In your interview with President Salovey (“Sexual Misconduct and Fairness,” January/February), you asked him about a pay equity study at the medical school that was finished nine months ago but has not been released. In his response, he made no mention of the study, but referred to a task force that will “identify the appropriate issues and make meaningful recommendations.”

Did you inadvertently omit the president’s reaction to the failure of the administration to release the results of the pay equity survey? Or has he, following in the footsteps of so many senior Yale administrators, pushed the pay equity issue under the rug by appointing and/or deferring to yet another committee or task force?

Why are the results of the pay equity study being kept under wraps? Where is the transparency that is essential if the president is to retain the confidence of women faculty and alumnae?

Ann M. Körner ’74PhD
Hamden, CT

The Yale Alumni Magazine asked Robert Alpern, dean of the School of Medicine, for a response. He replied:

“Each year we do this pay equity study at the medical school. It is used to screen for individual compensations that may be lower than predicted. In the past we have discussed this with the department chairs annually, but it is our plan this year to also discuss it with the faculty. To have accurate data, we use the previous year’s variables and compensation. Thus, the data for last year’s analysis is almost two years old. We are presently working on this year’s analysis, which would be for fiscal year 2014. Our plan is to present this analysis to the faculty when it is complete.”

1 comment

  • Steven Horwitz
    Steven Horwitz, 2:05am March 17 2015 | Ico flag Flag as inappropriate

    McClellan Blair (Climate and Public Opinion) provides in his letter (March/April 2015) a rhetorically rich but factually barren attack on climate science, something about which, I suspect, he has absolutely no expertise. I presume the letters editor believes that a strongly expressed view deserves space if only to represent the other side of the climate debate. That is a false equivalence. There is—aside from ideological and corporate sponsored propaganda— no “debate” about climate change, and specifically the impact of human activity on the environment.

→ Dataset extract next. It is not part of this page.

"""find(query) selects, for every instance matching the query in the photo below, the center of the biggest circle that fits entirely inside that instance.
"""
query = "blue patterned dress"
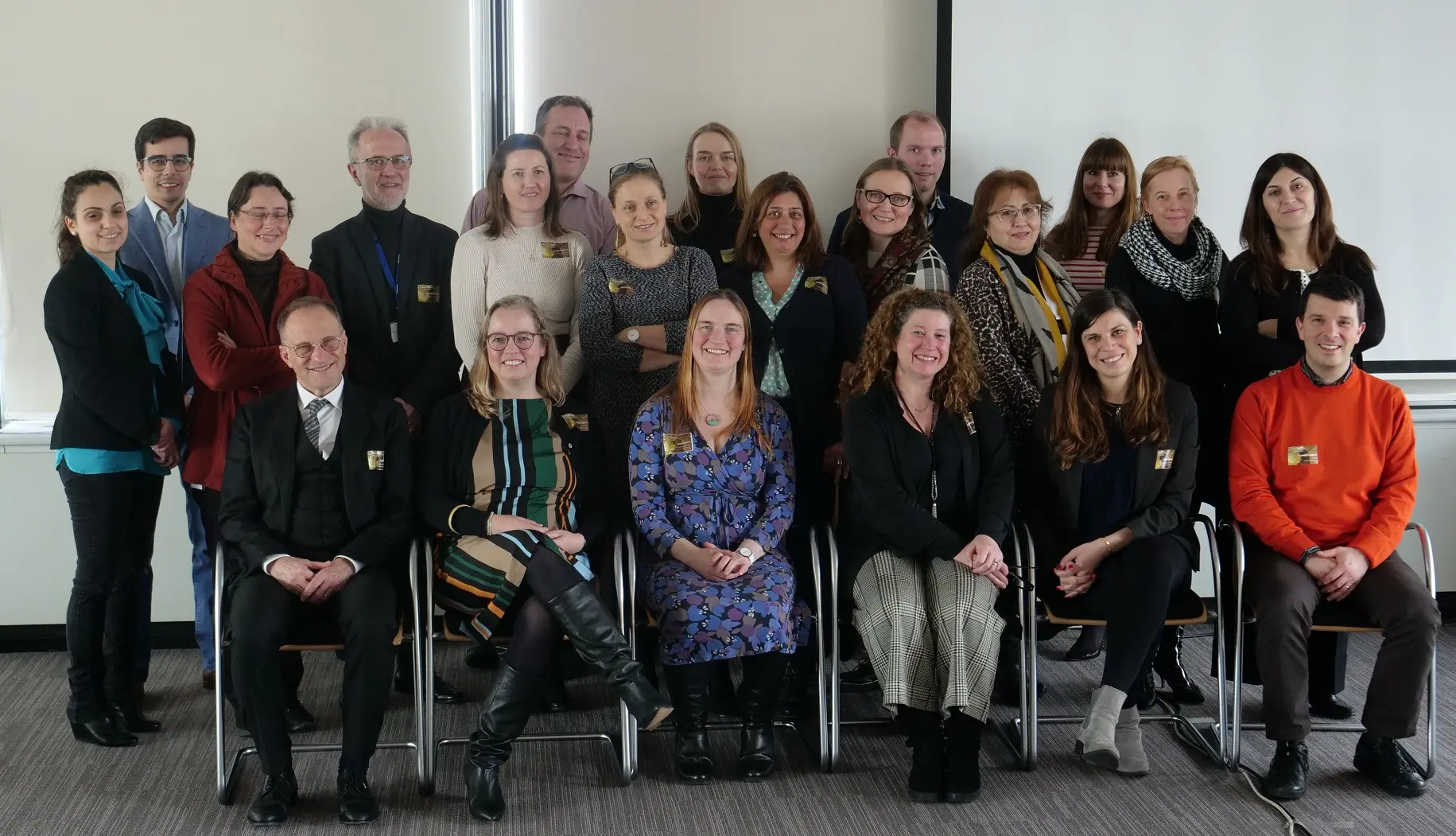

I suggest that Mr. Blair spend an afternoon with Oreskes and Conway, Merchants of Doubt, which traces the arguments and personalities whose rhetoric he shares. The same individuals began as tools of the tobacco industry, moved on to acid rain, secondhand smoke, pesticides and ultimately to climate change, refining the same deceptive arguments to slow regulation. I doubt that even Mr. Blair would choose to live in a world where the same empty charges and strategies he tosses at climate change scientists had prevailed when it came to tobacco, acid rain, secondhand smoke and pesticides. Plus ça change, plus c’est la meme chose.